１…マイクロホン、２…特徴抽出部、３…バッファメモリ、４…音素照合部、５…ＬＲパーザ、１１，１１ａ…隠れマルコフ網メモリ、１２…話者モデルメモリ、１３…ＬＲテーブルメモリ、２０…文脈自由文法データベースメモリ、３０…無音区間等検出部。 DESCRIPTION OF SYMBOLS 1 ... Microphone, 2 ... Feature extraction part, 3 ... Buffer memory, 4 ... Phoneme matching part, 5 ... LR parser, 11, 11a ... Hidden Markov network memory, 12 ... Speaker model memory, 13 ... LR table memory, 20 ... Context-free grammar database memory, 30 ... Silent section detection unit.

Claims

[Claims]

1. A voice recognition device comprising voice recognition means for voice-recognizing an input uttered voice and outputting a voice recognition result, wherein a pause, a redundant word, and a boundary between a phrase or a clause based on the input uttered voice. And a detection unit that outputs a detection signal by detecting at least one of the above, and the voice recognition unit determines the dependency relation in the syntactic analysis based on the detection signal to recognize the voice of the uttered voice. A voice recognition device characterized by:

2. The voice recognizing means outputs a voice for each voice section of an input uttered voice, which is composed of a plurality of voice sections divided by at least one of the pause, a redundant word, and a boundary of a phrase or a clause. The speech recognition according to claim 1, wherein after the recognition processing, a dependency relation between words, phrases, or clauses belonging to different speech sections is determined, and speech recognition of the inputted uttered speech is performed. apparatus.
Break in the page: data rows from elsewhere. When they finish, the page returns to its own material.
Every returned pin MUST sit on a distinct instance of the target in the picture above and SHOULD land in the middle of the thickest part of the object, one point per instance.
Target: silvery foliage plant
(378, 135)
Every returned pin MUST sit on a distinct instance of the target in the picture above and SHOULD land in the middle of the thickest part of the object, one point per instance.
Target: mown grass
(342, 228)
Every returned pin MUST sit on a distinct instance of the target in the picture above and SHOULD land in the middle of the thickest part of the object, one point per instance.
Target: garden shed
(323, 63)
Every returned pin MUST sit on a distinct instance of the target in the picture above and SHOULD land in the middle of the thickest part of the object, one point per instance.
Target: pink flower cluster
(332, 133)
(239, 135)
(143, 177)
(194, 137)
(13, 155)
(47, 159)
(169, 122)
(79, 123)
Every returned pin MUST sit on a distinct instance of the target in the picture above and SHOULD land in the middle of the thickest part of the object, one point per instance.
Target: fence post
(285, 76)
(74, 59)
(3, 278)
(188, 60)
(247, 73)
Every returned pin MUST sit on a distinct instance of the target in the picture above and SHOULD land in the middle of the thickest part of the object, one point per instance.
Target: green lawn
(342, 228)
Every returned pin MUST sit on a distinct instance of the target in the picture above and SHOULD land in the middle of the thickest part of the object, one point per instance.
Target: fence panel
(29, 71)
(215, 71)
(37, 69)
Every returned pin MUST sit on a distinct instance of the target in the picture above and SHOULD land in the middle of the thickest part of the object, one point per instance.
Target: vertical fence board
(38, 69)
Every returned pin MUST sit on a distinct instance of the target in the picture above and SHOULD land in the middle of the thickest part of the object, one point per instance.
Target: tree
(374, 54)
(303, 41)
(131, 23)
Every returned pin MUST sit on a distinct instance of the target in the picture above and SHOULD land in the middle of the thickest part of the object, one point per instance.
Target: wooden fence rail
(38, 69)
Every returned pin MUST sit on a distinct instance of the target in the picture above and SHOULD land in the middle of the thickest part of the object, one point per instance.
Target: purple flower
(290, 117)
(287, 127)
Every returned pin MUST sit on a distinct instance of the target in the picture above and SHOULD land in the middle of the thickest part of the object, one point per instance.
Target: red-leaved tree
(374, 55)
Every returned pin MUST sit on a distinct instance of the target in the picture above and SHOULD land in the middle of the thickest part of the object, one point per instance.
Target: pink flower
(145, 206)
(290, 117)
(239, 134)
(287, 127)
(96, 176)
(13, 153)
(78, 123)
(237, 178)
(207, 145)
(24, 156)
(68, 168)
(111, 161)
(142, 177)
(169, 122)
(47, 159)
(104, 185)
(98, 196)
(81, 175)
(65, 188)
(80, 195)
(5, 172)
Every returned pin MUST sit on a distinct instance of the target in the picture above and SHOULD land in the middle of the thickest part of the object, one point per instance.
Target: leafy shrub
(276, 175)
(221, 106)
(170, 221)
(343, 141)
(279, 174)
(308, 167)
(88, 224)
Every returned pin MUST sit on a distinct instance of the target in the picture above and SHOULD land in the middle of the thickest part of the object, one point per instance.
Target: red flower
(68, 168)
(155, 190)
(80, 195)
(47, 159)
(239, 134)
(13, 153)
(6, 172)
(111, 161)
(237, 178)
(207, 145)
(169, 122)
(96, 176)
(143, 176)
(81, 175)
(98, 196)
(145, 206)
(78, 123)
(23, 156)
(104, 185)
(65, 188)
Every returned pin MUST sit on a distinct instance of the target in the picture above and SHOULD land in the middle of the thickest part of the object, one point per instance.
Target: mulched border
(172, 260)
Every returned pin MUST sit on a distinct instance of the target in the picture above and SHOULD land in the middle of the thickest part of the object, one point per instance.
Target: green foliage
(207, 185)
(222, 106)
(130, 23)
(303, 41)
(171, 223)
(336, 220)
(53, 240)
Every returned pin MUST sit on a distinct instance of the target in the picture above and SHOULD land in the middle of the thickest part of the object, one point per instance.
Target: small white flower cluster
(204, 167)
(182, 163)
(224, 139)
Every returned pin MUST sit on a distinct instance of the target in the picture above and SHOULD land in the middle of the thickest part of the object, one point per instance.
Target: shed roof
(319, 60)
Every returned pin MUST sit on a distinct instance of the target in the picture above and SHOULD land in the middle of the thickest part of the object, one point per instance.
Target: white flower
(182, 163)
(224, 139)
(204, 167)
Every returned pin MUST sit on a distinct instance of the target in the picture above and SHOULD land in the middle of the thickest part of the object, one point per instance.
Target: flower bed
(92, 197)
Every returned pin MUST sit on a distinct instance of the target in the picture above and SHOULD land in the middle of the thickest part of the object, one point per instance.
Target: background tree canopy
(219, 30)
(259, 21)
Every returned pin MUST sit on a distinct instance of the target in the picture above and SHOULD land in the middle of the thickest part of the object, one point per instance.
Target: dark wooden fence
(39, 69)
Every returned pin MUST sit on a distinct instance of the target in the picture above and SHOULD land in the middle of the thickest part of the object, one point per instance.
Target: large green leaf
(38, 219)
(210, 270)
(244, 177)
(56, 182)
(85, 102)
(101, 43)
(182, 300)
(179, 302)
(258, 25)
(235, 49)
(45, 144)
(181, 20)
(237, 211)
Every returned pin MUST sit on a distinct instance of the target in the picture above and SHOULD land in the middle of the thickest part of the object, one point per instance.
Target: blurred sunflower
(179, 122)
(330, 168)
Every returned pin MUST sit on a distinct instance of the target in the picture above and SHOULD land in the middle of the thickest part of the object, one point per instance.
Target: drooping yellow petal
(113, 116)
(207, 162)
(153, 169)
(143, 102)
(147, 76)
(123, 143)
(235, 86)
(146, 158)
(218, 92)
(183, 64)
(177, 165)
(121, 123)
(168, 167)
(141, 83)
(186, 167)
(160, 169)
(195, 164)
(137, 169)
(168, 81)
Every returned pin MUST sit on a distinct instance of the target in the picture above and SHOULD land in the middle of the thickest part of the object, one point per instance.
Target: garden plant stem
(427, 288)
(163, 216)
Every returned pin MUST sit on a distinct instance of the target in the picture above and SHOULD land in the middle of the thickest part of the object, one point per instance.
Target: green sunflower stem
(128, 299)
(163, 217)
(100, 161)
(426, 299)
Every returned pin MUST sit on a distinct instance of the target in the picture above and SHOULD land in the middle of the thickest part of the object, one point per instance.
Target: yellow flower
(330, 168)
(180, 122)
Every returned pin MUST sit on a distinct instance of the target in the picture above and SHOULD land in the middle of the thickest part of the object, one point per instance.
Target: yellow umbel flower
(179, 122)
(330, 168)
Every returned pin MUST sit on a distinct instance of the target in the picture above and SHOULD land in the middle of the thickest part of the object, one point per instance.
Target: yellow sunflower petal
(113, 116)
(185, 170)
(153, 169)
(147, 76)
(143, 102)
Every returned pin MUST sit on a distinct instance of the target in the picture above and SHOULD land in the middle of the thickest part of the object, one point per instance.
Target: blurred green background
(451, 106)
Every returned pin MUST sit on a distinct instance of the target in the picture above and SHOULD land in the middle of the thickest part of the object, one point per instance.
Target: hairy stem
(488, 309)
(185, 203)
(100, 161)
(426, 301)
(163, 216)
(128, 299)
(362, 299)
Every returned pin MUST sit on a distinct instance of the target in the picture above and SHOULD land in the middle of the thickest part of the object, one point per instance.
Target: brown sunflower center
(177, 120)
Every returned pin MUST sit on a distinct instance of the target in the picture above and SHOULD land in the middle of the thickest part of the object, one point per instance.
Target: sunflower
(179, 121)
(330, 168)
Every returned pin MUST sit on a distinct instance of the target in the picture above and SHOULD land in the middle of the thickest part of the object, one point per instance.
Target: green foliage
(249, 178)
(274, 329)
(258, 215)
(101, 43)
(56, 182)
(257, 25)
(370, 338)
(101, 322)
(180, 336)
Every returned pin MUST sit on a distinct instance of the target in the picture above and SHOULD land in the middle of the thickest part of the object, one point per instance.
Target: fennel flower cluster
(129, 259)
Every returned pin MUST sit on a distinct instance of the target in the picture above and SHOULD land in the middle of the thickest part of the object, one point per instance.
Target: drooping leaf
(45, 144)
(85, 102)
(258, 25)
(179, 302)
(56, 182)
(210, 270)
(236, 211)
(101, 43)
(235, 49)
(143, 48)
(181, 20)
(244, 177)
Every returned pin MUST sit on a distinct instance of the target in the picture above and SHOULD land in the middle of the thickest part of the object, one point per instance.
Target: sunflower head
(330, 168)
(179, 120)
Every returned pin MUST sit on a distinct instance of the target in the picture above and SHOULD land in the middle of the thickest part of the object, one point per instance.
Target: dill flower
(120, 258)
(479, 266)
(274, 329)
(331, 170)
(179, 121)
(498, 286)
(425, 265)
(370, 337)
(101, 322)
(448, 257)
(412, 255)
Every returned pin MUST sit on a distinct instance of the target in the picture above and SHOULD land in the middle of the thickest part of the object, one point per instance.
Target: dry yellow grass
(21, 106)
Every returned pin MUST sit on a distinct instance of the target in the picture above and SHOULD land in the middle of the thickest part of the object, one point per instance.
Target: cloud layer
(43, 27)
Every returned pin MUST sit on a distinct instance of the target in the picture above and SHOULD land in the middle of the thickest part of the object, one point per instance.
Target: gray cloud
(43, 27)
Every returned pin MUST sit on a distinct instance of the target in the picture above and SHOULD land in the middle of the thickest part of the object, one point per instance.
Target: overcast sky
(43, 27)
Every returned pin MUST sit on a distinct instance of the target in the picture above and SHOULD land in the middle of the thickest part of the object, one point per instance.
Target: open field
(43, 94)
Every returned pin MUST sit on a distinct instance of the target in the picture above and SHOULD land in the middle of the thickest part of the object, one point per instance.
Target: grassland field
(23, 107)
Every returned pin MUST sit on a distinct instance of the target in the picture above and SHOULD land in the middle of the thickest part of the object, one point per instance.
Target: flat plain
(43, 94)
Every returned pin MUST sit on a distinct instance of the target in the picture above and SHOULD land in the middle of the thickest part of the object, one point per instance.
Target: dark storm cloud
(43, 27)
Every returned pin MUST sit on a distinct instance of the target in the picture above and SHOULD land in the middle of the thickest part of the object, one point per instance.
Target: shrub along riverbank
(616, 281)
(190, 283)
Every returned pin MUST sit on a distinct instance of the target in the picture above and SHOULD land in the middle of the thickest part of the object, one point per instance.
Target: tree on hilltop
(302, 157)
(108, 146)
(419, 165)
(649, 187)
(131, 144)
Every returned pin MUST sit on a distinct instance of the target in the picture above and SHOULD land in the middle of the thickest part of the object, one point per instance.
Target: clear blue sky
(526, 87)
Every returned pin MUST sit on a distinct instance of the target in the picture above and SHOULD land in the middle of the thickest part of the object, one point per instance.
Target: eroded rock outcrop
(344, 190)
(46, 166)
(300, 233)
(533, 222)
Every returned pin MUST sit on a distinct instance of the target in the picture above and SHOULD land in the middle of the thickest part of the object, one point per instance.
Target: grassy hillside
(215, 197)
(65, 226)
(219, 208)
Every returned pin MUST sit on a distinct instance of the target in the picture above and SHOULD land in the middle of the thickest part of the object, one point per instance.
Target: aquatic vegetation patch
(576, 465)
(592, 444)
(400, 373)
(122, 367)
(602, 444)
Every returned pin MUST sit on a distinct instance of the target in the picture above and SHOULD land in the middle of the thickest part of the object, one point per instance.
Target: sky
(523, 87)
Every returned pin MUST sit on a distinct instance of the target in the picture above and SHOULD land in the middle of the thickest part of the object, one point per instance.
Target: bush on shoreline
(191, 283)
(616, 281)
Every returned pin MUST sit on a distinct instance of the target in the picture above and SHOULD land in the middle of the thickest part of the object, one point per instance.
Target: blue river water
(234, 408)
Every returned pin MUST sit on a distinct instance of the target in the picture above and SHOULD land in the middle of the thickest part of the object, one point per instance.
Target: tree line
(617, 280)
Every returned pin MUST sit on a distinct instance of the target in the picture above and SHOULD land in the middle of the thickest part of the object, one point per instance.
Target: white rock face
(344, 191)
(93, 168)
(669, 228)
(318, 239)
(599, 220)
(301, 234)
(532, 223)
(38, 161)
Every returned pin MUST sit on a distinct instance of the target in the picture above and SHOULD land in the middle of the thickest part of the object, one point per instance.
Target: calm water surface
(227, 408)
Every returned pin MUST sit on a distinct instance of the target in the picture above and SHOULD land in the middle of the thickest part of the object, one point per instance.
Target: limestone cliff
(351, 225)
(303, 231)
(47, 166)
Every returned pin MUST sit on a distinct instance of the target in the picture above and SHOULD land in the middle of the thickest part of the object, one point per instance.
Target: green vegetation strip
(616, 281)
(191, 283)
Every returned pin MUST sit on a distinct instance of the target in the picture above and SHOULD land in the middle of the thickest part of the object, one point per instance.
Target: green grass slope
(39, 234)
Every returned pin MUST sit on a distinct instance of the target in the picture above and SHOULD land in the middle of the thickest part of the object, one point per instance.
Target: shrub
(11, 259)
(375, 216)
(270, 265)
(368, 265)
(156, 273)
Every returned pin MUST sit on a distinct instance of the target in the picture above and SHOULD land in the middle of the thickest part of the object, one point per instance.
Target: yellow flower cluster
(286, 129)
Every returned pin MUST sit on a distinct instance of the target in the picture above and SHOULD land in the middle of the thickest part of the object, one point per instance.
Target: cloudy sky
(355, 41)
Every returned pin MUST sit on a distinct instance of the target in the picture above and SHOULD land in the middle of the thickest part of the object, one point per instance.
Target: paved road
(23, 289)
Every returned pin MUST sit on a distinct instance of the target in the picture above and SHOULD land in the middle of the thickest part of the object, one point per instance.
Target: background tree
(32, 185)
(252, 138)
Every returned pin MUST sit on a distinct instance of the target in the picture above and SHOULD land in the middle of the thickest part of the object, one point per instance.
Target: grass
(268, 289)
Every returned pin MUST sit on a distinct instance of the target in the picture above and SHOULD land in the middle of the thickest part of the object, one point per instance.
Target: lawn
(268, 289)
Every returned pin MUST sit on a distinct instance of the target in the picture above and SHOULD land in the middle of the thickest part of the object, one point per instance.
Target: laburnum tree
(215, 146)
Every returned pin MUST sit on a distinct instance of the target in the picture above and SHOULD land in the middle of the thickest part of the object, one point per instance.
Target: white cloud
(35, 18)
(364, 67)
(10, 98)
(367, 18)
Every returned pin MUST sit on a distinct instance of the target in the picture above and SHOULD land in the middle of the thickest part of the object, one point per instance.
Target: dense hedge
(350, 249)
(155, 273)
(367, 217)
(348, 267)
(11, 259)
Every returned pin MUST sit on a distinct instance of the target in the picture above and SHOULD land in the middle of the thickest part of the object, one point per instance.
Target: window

3. The detecting means comprises a first condition that the power of the uttered voice is equal to or less than a predetermined threshold value within a predetermined time range, and the number of zero crosses of the uttered voice is a predetermined time. 3. The voice according to claim 1, wherein the pause is detected by detecting that at least one of the second condition that is equal to or more than a predetermined threshold is satisfied during Recognition device.

4. The detection means detects at least one of the pose, the redundant word, and the boundary of a phrase or a clause by determining whether or not the pose matches a predetermined language model. The method according to claim 1 or 2, wherein
The speech recognition device according to the above.